7. Waed Bou­has­soun – Safar – O toi qui donnes

« Comme les autres artistes ici pré­sen­tés, c’est le natu­rel de son jeu de ‘oud et de sa voix qui me touchent d’abord. Pas de recherche de vir­tuo­si­té gra­tuite, elle se met au ser­vice de la musique, qui le lui rend bien. On se sent bien­ve­nu dans l’écoute. »

8. Louise Jal­lu – Sur de Ani­bal Troilo

« Je viens de la décou­vrir mais ne l’ai pas encore vue sur scène. C’est un superbe ins­tru­men­tiste très musi­cale (ban­do­néon ndlr), sen­sible et lyrique, avec une har­mo­nie évi­dente entre son dis­cours musi­cal, son ins­tru­ment et sa per­sonne. »
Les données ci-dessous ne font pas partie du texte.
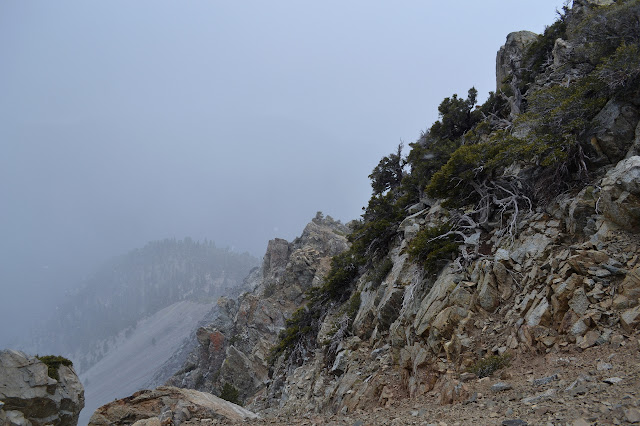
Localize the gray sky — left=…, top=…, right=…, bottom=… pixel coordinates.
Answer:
left=0, top=0, right=563, bottom=347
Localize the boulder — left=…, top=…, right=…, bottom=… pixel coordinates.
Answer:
left=598, top=156, right=640, bottom=233
left=0, top=350, right=84, bottom=426
left=89, top=386, right=259, bottom=426
left=496, top=31, right=538, bottom=91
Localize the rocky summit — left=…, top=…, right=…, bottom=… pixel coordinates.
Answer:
left=86, top=0, right=640, bottom=425
left=0, top=350, right=84, bottom=426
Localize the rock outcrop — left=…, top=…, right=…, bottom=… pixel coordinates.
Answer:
left=0, top=350, right=84, bottom=426
left=85, top=0, right=640, bottom=425
left=89, top=386, right=258, bottom=426
left=496, top=31, right=538, bottom=90
left=167, top=214, right=348, bottom=399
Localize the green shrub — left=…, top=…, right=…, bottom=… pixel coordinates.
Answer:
left=469, top=352, right=512, bottom=378
left=36, top=355, right=73, bottom=380
left=519, top=13, right=567, bottom=92
left=408, top=224, right=459, bottom=274
left=220, top=383, right=242, bottom=405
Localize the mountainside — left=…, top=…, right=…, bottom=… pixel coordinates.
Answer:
left=90, top=0, right=640, bottom=425
left=29, top=238, right=257, bottom=373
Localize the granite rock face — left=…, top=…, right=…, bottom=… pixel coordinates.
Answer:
left=167, top=214, right=348, bottom=400
left=496, top=31, right=538, bottom=90
left=89, top=386, right=258, bottom=426
left=0, top=350, right=84, bottom=426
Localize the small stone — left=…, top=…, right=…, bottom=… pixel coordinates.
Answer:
left=460, top=372, right=478, bottom=382
left=565, top=379, right=587, bottom=396
left=579, top=330, right=600, bottom=349
left=502, top=419, right=529, bottom=426
left=521, top=389, right=556, bottom=404
left=589, top=269, right=611, bottom=278
left=624, top=407, right=640, bottom=423
left=610, top=334, right=624, bottom=348
left=491, top=382, right=513, bottom=392
left=533, top=374, right=558, bottom=386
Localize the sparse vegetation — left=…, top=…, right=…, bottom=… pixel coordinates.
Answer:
left=469, top=352, right=512, bottom=378
left=408, top=224, right=459, bottom=275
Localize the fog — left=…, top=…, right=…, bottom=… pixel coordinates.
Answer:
left=0, top=0, right=562, bottom=348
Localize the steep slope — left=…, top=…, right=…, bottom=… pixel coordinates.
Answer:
left=89, top=0, right=640, bottom=425
left=25, top=238, right=257, bottom=372
left=251, top=0, right=640, bottom=421
left=162, top=213, right=348, bottom=400
left=79, top=301, right=214, bottom=424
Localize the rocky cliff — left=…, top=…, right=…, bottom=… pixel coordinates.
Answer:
left=0, top=350, right=84, bottom=426
left=167, top=213, right=348, bottom=400
left=91, top=0, right=640, bottom=425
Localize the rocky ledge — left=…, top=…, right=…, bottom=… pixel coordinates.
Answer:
left=89, top=386, right=258, bottom=426
left=0, top=350, right=84, bottom=426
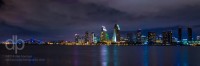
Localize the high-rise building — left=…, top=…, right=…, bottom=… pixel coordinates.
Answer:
left=75, top=34, right=80, bottom=43
left=162, top=31, right=173, bottom=44
left=178, top=27, right=182, bottom=42
left=0, top=0, right=4, bottom=7
left=136, top=29, right=142, bottom=44
left=100, top=26, right=109, bottom=42
left=112, top=24, right=121, bottom=42
left=188, top=27, right=192, bottom=41
left=90, top=32, right=96, bottom=43
left=148, top=32, right=156, bottom=45
left=84, top=31, right=89, bottom=43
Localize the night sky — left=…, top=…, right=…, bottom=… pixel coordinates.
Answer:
left=0, top=0, right=200, bottom=40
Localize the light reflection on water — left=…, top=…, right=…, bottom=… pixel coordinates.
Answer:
left=0, top=46, right=200, bottom=66
left=101, top=46, right=109, bottom=66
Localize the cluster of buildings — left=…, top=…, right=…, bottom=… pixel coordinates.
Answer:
left=75, top=24, right=200, bottom=45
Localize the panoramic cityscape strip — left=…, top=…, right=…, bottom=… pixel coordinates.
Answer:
left=2, top=24, right=200, bottom=46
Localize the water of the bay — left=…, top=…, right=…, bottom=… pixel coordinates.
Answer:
left=0, top=45, right=200, bottom=66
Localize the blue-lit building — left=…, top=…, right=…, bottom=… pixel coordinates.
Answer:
left=112, top=24, right=121, bottom=43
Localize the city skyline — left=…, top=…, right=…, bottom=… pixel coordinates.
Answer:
left=0, top=0, right=200, bottom=41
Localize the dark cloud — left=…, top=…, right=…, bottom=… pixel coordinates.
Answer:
left=0, top=0, right=200, bottom=40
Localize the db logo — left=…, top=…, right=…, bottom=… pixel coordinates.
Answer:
left=5, top=35, right=25, bottom=54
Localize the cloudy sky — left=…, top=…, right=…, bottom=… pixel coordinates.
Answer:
left=0, top=0, right=200, bottom=40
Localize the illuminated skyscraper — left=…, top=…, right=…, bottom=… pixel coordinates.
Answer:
left=100, top=26, right=109, bottom=42
left=126, top=33, right=133, bottom=43
left=112, top=24, right=120, bottom=42
left=188, top=27, right=192, bottom=41
left=148, top=32, right=156, bottom=45
left=75, top=34, right=80, bottom=43
left=162, top=31, right=172, bottom=44
left=178, top=27, right=182, bottom=42
left=84, top=31, right=89, bottom=43
left=136, top=29, right=142, bottom=44
left=197, top=36, right=200, bottom=41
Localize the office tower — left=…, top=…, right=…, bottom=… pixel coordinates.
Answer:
left=75, top=34, right=80, bottom=43
left=188, top=27, right=192, bottom=41
left=84, top=31, right=89, bottom=43
left=100, top=26, right=109, bottom=42
left=0, top=0, right=4, bottom=7
left=142, top=35, right=148, bottom=44
left=197, top=36, right=200, bottom=41
left=178, top=27, right=182, bottom=42
left=126, top=33, right=133, bottom=43
left=90, top=32, right=95, bottom=43
left=162, top=31, right=172, bottom=44
left=112, top=24, right=121, bottom=42
left=148, top=32, right=156, bottom=45
left=136, top=29, right=142, bottom=44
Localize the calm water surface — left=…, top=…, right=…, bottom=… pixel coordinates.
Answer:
left=0, top=45, right=200, bottom=66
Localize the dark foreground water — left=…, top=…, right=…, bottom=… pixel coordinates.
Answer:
left=0, top=45, right=200, bottom=66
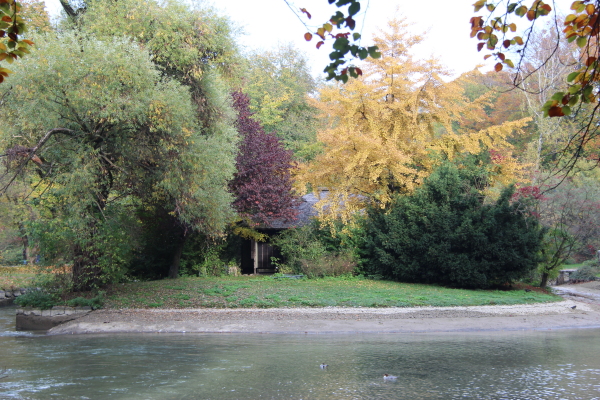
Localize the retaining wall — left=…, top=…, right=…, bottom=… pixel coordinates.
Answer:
left=0, top=289, right=28, bottom=307
left=17, top=306, right=92, bottom=331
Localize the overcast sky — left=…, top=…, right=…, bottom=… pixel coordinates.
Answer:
left=45, top=0, right=492, bottom=78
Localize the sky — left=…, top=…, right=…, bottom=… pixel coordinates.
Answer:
left=45, top=0, right=489, bottom=75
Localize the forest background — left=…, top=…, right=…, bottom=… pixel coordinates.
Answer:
left=0, top=0, right=599, bottom=296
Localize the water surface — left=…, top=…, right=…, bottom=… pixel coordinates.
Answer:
left=0, top=308, right=600, bottom=400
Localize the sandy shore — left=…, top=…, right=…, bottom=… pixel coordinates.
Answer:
left=48, top=282, right=600, bottom=335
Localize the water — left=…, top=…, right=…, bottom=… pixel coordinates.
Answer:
left=0, top=308, right=600, bottom=400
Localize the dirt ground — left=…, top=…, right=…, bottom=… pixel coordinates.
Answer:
left=48, top=282, right=600, bottom=335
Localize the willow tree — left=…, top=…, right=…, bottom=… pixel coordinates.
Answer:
left=0, top=32, right=235, bottom=289
left=55, top=0, right=239, bottom=277
left=298, top=19, right=525, bottom=227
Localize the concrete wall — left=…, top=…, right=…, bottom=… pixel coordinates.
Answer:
left=16, top=306, right=92, bottom=331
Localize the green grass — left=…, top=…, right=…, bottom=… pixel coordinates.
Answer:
left=105, top=276, right=561, bottom=308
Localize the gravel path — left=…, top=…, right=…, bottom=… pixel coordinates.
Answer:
left=48, top=282, right=600, bottom=335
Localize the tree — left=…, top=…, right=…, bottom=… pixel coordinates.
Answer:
left=2, top=32, right=235, bottom=289
left=359, top=162, right=543, bottom=288
left=243, top=45, right=320, bottom=161
left=63, top=0, right=241, bottom=277
left=229, top=92, right=296, bottom=227
left=471, top=0, right=600, bottom=174
left=298, top=20, right=526, bottom=228
left=294, top=0, right=381, bottom=83
left=0, top=0, right=33, bottom=83
left=536, top=173, right=600, bottom=287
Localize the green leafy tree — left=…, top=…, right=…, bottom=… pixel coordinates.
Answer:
left=1, top=32, right=235, bottom=289
left=243, top=45, right=320, bottom=161
left=55, top=0, right=241, bottom=278
left=359, top=162, right=543, bottom=288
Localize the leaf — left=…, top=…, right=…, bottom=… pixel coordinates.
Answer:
left=300, top=8, right=312, bottom=19
left=346, top=17, right=356, bottom=31
left=585, top=4, right=596, bottom=15
left=348, top=1, right=360, bottom=16
left=565, top=14, right=577, bottom=25
left=569, top=94, right=579, bottom=106
left=567, top=71, right=580, bottom=82
left=515, top=6, right=528, bottom=17
left=585, top=57, right=597, bottom=67
left=473, top=0, right=485, bottom=12
left=548, top=106, right=565, bottom=117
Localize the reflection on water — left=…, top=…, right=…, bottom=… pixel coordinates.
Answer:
left=0, top=309, right=600, bottom=400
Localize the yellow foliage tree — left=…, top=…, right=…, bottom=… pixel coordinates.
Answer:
left=296, top=19, right=527, bottom=227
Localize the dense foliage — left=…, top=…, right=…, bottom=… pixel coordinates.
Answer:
left=229, top=92, right=296, bottom=226
left=360, top=163, right=543, bottom=288
left=298, top=19, right=525, bottom=228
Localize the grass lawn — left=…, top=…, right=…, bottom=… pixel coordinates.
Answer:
left=105, top=276, right=561, bottom=308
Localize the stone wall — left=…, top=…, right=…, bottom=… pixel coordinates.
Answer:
left=17, top=306, right=92, bottom=331
left=0, top=289, right=27, bottom=307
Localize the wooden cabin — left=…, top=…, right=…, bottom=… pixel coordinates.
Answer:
left=241, top=193, right=319, bottom=274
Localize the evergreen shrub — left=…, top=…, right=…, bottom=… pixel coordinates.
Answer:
left=358, top=163, right=543, bottom=288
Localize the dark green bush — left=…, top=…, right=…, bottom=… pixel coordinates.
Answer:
left=15, top=290, right=56, bottom=310
left=569, top=265, right=598, bottom=282
left=359, top=163, right=543, bottom=288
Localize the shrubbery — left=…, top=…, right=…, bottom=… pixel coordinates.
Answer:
left=359, top=163, right=543, bottom=288
left=272, top=222, right=356, bottom=278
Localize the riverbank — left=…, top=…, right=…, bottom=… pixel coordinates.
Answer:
left=48, top=282, right=600, bottom=335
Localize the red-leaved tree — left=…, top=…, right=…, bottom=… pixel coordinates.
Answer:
left=229, top=91, right=297, bottom=226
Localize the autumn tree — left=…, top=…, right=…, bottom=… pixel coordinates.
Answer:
left=1, top=32, right=235, bottom=289
left=470, top=0, right=600, bottom=175
left=298, top=20, right=525, bottom=228
left=229, top=92, right=296, bottom=227
left=536, top=173, right=600, bottom=287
9. Youss Sed­das – Ya Rebi (Live Ibn Zay­doun, Alger, 2019)

« Je l’avais croi­sé à l’époque d’Intik (alors réfu­gié en France), autour d’Idir, lors d’un concert au Zénith pari­sien. Je le retrouve sur son reg­gae algé­rois avec man­dole et super flow, langue algé­rienne et groove jamaï­cain. »

10. Sam Kar­pie­niaGuil­haume

« Un des plus belles voix de la scène fran­çaise, un chant qui brûle au ser­vice de la poé­sie dans cette belle langue occi­tane qu’est le pro­ven­çal. »

 

Titi Robin

© Mathias Benguigui

Titi Robin, est un musi­cien com­po­si­teur, impro­vi­sa­teur et poète fran­çais qui a déve­lop­pé un uni­vers esthé­tique ori­gi­nal se rat­ta­chant au monde médi­ter­ra­néen, aux confluences des cultures gitanes, orien­tales et euro­péennes. Il joue la gui­tare, le bou­zouq et le oud et est l’auteur exclu­sif de ses nom­breux pro­jets. Il a enre­gis­tré son réper­toire en Europe mais éga­le­ment en Inde, en Tur­quie et au Maroc, a tour­né dans le monde entier, de l’Hollywood Bowl de Los Angeles au Tata Thea­ter de Bom­bay et a col­la­bo­ré régu­liè­re­ment avec des artistes comme la dan­seuse indienne du Rajas­than Gula­bi Sape­ra ou le qaw­wal de Lahore Faiz Ali Faiz. Rebel Diwa­na, sor­ti en 2018, était son vingt-et-unième album. Je t’ai bue sans sucre, mon amer­tume, publié en 2019, est le pre­mier recueil de Titi Robin consa­cré exclu­si­ve­ment à sa poé­sie. Aujourd’hui Titi effec­tue un retour à ses sources gitanes, qu’il tra­duit par plu­sieurs for­ma­tions cen­trées autour de sa col­la­bo­ra­tion avec l’excellent chan­teur gitan cata­lan Rober­to Saad­na. Le sex­tette « Ma Gava­li » sera en rési­dence à l’automne 2020 pour mettre sur pied un réper­toire entiè­re­ment renouvelé.